Jean-Pierre Susini, éternelle casquette vissée sur le crâne, est assis sur un muret devant sa maison. A ses pieds, trois chiens se disputent une balle. "On n'a rien eu. Nunda, nunda, nunda !"

Celui qui est avant tout connu par le grand public comme l'un des membres du commando d'Aleria, au côté d'Edmond Simeoni, a également été de tous les combats pour l'agriculture corse, de syndicats en commissions, de réunions en offices de développement. 

"J'ai commencé par faire les chèvres, dans les années 70. J'avais une vingtaine d'années. Et à l'époque, faire berger, croyez-moi, c'était pas facile. A la maison, on aurait préféré que je parte à Paris dans le métro. Mais ça me plaisait, c'est ça que je voulais faire".

La profession doit être solidaire, et faire des propositions concrètes, précises. Ni Paris ni Bruxelles n'iraient contre.

Jean-Pierre Susini

 

Et lorsqu'il s'agit de replonger dans ces souvenirs, Jean-Pierre Susini est inarrêtable. Pompidou, Giscard, Mitterrand, Chirac, Sarkozy, Hollande, aujourd'hui Macron. Agriculteur sous sept présidents de la République différents, Jean-Pierre Susini a tout connu : les espoirs, les désillusions, les promesses, les arrangements, les tractations, les détournements d'aides, le scandale du Crédit Agricole, la prime à la vache, le PADDUC et les espaces remarquables...

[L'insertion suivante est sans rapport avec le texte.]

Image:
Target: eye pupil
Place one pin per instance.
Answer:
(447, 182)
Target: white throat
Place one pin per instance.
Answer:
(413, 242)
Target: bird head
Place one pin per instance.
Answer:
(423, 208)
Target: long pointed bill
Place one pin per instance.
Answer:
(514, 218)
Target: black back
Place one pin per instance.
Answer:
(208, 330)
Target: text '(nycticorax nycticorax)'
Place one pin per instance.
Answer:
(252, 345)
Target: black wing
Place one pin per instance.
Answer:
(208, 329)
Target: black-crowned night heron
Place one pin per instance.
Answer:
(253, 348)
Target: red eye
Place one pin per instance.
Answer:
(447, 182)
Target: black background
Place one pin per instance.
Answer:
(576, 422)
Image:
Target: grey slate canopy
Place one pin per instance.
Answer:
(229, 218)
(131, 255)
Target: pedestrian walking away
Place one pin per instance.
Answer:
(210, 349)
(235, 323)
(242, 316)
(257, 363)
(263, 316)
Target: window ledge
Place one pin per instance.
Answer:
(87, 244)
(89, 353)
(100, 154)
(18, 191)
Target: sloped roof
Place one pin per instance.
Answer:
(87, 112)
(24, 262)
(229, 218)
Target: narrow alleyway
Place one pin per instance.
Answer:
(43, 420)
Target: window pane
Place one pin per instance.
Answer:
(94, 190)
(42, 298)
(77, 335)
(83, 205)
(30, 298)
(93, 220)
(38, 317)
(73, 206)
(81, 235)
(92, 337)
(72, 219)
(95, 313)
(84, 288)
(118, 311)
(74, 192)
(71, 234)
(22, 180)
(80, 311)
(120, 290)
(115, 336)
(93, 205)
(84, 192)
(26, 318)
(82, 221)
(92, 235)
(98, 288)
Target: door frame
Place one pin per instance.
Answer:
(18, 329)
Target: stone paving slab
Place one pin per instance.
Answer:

"La gauche, c'était une catastrophe. Chirac, c'était la panique, plus personne y comprenait rien, ils promettaient tout et n'importe quoi. Sarkozy, y avait toujours moyen de grappiller quelque chose..." Le bilan de Jean-Pierre Susini est sans concessions. "De politique agricole pour la Corse, ils n'en voulaient pas. C'était le cas à l'époque. C'est encore le cas aujourd'hui". Alors, sans surprise, comme son fils, le retraité n'attend rien de la prochaine Présidentielle. 

Assistanat

Mais contrairement à ce que l'on pourrait attendre de Jean-Pierre Susini, l'un des militants emblématiques du nationalisme corse, tout ne serait pas de la faute de Paris. Loin de là. "Pour passer de l'assistanat à la responsabilisation, il faut travailler, il faut s'organiser, il faut réfléchir ensemble, il faut s'adapter à l'époque, et à nos spécificités. Pour résumer, il faut avoir envie. Et chez nous, c'est pas le cas pour tous les agriculteurs. L'attrait, aujourd'hui, pour certains, c'est la subvention. Et comme Paris compense son manque de vision et de politique réfléchie par des sous, ça arrange tout le monde."

 

 

Pour Jean-Pierre Susini, l'exemple à suivre pour les éleveurs, c'est celui de la viticulture. "Les viticulteurs, chez nous, sont bien organisés. Ils ont compris ce qu'il fallait faire, ils ont redoré leur image, ils ont dégagé les brebis galeuses, ils prennent les choses au sérieux. Et on voit le résultat. La profession doit être solidaire, et faire des propositions concrètes, précises. Ni Paris ni Bruxelles n'iraient contre."

De cela, Jean-Pierre et Jean-Mathieu Susini en sont persuadés. Peu importe le résultat de la prochaine présidentielle.